Sunuma, Vomero Ulusal Müzeleri Geçici Müdürü Luigi Gallo ve 2007 yılında Gricci'nin pişmiş toprak grubunu ilk tanıyan Napoli "L'Orientale" Üniversitesi'nde modern sanat tarihi profesörü olan Riccardo Naldi katıldı.
Zarif bir Floransalı modelci ve heykeltıraş olan Giuseppe Gricci, Capodimonte Kraliyet Porselen Fabrikası'nın ilk yıllarından itibaren kraliyet sarayı için kutsal konular yaratıcısı olarak faaliyet göstermiş ve 1744-1745 yılları arasında Pietà teması üzerinde çeşitli çalışmalar yapmıştır. 1888'de yayınlanan bir belgede Minieri Riccio, Gricci'nin Nisan 1744'te "bir porselen Pietà ve alçı dökümüyle bir maensola" yaptığını belirtmiştir.

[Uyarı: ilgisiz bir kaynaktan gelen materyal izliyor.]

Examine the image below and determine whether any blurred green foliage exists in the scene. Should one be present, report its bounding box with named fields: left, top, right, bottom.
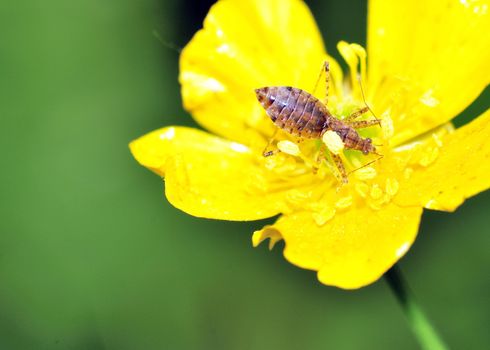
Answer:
left=0, top=0, right=490, bottom=350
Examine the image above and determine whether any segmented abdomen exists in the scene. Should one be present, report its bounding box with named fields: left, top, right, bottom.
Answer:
left=255, top=86, right=330, bottom=138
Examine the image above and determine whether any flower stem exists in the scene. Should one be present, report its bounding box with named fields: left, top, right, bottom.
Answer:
left=385, top=265, right=448, bottom=350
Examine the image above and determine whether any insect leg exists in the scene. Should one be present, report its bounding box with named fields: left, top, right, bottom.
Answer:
left=323, top=61, right=330, bottom=106
left=349, top=119, right=381, bottom=129
left=262, top=128, right=281, bottom=157
left=312, top=61, right=330, bottom=106
left=343, top=106, right=369, bottom=123
left=330, top=152, right=349, bottom=185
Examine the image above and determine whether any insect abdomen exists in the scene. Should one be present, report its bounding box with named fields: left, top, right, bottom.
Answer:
left=255, top=86, right=328, bottom=138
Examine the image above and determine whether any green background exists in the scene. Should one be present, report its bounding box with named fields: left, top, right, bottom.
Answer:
left=0, top=0, right=490, bottom=349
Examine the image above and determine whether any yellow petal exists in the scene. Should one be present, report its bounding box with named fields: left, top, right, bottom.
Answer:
left=253, top=204, right=422, bottom=289
left=180, top=0, right=342, bottom=147
left=395, top=110, right=490, bottom=211
left=368, top=0, right=490, bottom=145
left=130, top=127, right=284, bottom=220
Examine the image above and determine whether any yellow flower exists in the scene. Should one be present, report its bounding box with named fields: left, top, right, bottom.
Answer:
left=130, top=0, right=490, bottom=289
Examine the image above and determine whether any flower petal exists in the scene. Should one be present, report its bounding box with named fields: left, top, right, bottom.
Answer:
left=368, top=0, right=490, bottom=145
left=395, top=110, right=490, bottom=211
left=253, top=203, right=422, bottom=289
left=130, top=127, right=284, bottom=220
left=180, top=0, right=342, bottom=147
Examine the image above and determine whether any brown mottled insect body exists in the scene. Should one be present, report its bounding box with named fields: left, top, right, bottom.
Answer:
left=255, top=86, right=377, bottom=154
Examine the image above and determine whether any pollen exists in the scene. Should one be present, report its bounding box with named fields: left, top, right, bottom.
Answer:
left=385, top=179, right=400, bottom=197
left=322, top=130, right=345, bottom=155
left=419, top=147, right=439, bottom=167
left=335, top=196, right=352, bottom=209
left=369, top=184, right=383, bottom=199
left=355, top=167, right=377, bottom=180
left=311, top=206, right=335, bottom=226
left=355, top=182, right=369, bottom=198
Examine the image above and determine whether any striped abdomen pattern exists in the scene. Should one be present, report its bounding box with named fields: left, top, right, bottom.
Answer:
left=255, top=86, right=333, bottom=138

Meryem Ana'nın sağ kolunun hareketindeki çeşitlilik nedeniyle Museo Duca di Martina'daki porselen grubu için doğrudan bir model olarak kabul edilemeyen pişmiş toprak, yine de temanın gelişim sürecini takip etmemizi sağlamaktadır. Boya izleri, modelin boyalı süslemeler için bir test tabanı olarak kullanıldığını düşündürmektedir; Madrid'deki Museo Municipal'de bulunan çok renkli bir porselen örneği de bunu belgelemektedir.